This case study chronicles Viet Nam’s experiences in conducting vulnerability and risk assessments (VRAs) of selected agriculture sectors at the national level and a cost-benefit analysis (CBA) to support sectoral adaptation planning, budgeting, and policy formulation. Lessons learned from these endeavours can provide insights for other countries who are seeking, like Viet Nam, to develop an evidence-based and climate risk-informed National Adaptation Plan (NAP) and/or adaptation plans for the agriculture sector.
VRAs were conducted for the crops, livestock and aquaculture sectors and the water resources sector to inform the design of sector-specific measures for Viet Nam’s NAP. The studies adopted similar approaches to prepare vulnerability indices based on an assessment of more than 80 indicators, including 7 climate change exposure indicators, 25 climate change sensitivity indicators and 18 climate change adaptive indicators for crops, livestock and aquaculture, as well as 30 indicators for water resources infrastructure.
Based on climatic, socio-economic and agricultural data, a unique vulnerability index (VI) was developed for 6 crops (rice, maize, sugarcane, coffee, fruits, cassava), 5 livestock (pig, poultry, cattle, buffaloes, dairy), and 2 aquaculture varieties (fish, shrimp).
In addition, a VI was developed for 53 813 water resources infrastructure assets (8 594 reservoirs, 9 108 pumping stations, 11 916 weirs, 18 874 canals and 5 428 sluices).
The aggregated climate VIs allow for better targeting of adaptation measures by providing a spatially explicit overview of the climate risk faced by each sector at district level.

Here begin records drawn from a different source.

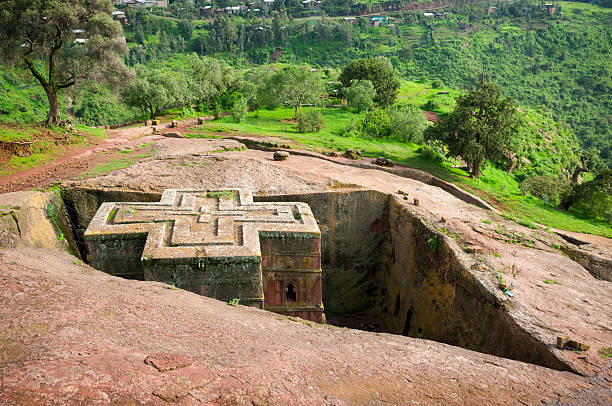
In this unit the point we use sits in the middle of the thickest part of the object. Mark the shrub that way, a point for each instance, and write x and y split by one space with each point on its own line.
401 122
430 154
217 112
592 198
240 110
437 84
548 189
311 121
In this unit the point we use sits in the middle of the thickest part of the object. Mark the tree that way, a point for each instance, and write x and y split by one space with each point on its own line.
360 94
186 28
240 110
62 42
155 91
590 161
593 198
311 121
294 86
379 71
481 126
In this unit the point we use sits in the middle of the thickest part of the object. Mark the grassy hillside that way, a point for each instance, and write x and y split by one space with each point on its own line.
495 185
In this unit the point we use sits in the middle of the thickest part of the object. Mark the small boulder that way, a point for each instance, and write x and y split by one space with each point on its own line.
173 135
382 161
281 155
352 154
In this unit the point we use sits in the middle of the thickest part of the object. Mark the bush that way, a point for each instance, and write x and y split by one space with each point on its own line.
406 123
548 189
437 84
592 198
217 112
430 154
240 110
311 121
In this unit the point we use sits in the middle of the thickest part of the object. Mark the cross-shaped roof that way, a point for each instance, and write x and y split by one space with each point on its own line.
202 223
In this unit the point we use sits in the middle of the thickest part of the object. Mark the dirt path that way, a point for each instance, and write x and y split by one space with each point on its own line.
78 160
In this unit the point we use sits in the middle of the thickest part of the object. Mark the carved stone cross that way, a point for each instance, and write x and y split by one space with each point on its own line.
210 242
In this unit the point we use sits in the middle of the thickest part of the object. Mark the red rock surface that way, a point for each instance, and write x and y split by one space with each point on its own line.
73 335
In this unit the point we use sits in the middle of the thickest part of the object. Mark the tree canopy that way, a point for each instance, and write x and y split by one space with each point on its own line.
154 91
295 86
61 42
379 71
481 126
360 94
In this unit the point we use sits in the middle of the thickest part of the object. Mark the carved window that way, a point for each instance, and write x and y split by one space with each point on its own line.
291 294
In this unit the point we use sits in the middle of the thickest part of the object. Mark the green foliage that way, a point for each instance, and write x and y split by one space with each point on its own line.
430 154
240 110
61 42
379 71
548 189
154 91
360 94
96 104
295 86
310 121
405 123
481 126
592 198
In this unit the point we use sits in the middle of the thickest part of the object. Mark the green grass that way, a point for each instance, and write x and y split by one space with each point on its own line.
498 187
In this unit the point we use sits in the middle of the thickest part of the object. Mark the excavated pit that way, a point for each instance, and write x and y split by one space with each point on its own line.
384 270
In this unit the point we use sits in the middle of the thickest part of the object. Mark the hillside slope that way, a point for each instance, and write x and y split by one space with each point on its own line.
75 335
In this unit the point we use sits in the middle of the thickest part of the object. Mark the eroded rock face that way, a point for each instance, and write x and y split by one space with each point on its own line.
90 333
281 156
34 219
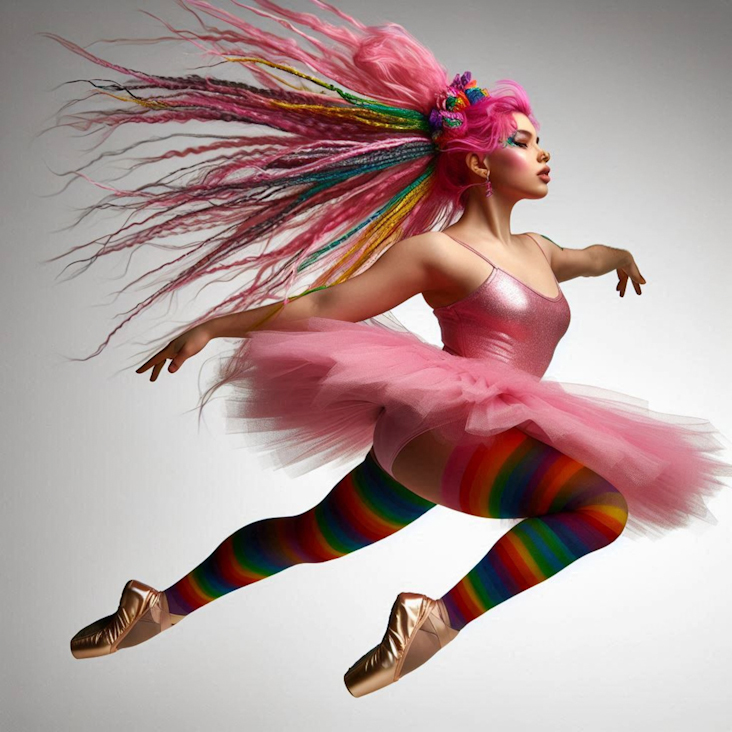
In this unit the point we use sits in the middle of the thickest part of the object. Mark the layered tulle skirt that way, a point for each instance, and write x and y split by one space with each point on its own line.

The VIs show that the most vulnerable regions by sector are the Northern Central Coastal Region (NCR) (for crops and aquaculture sectors), the Southeast Region (SER) (for aquaculture), the Mekong River Delta (MRD) (for aquaculture and crops), the Northern West Mountainous Region (NWM) (for crops), and the Red River Delta (RRD) (for livestock).
The VRA of water resources infrastructure shows the VIs and measures the overall risk to specific infrastructure assets. Over 36 percent of sampled reservoirs were classified to be very highly or highly vulnerable to climate change and almost 57 percent of pumping stations assessed were classified to be of very high or high vulnerability.
Adaptation measures to address the climate risks were identified for each sector and cost-benefit analysis (CBA) was conducted. Together with the VIs, the outcomes of the CBA were used to prioritise potentially promising adaptation measures in the crops, aquaculture and livestock sectors such as rice intensification and integrated cassava and peanut cultivation. In the water resources sector, the CBA helped prioritise infrastructure assets where adaptation measures would both improve their resilience to climate change and minimise potential climate change impacts on society.
The developed VIs proved useful for targeting regions at particular risk from climate change and identifying possible adaptation measures. The overview of VI rankings between different provinces and districts allowed a general comparison of potential priority areas in need of interventions. It could also inform future public adaptation planning and budgeting processes, ensuring that required support to cope with climate change-induced risks is being provided.
However, while ground-truthing the computed VI-results, the study teams found that there is a need to verify computed results and proposed measures with communities. Ultimately, different users at community and sector levels require tailored vulnerability and risk assessment information to make more evidence-based decisions about climate change and adaptation. Thus, it is essential to complement these indices with field observations and consultations with end-users.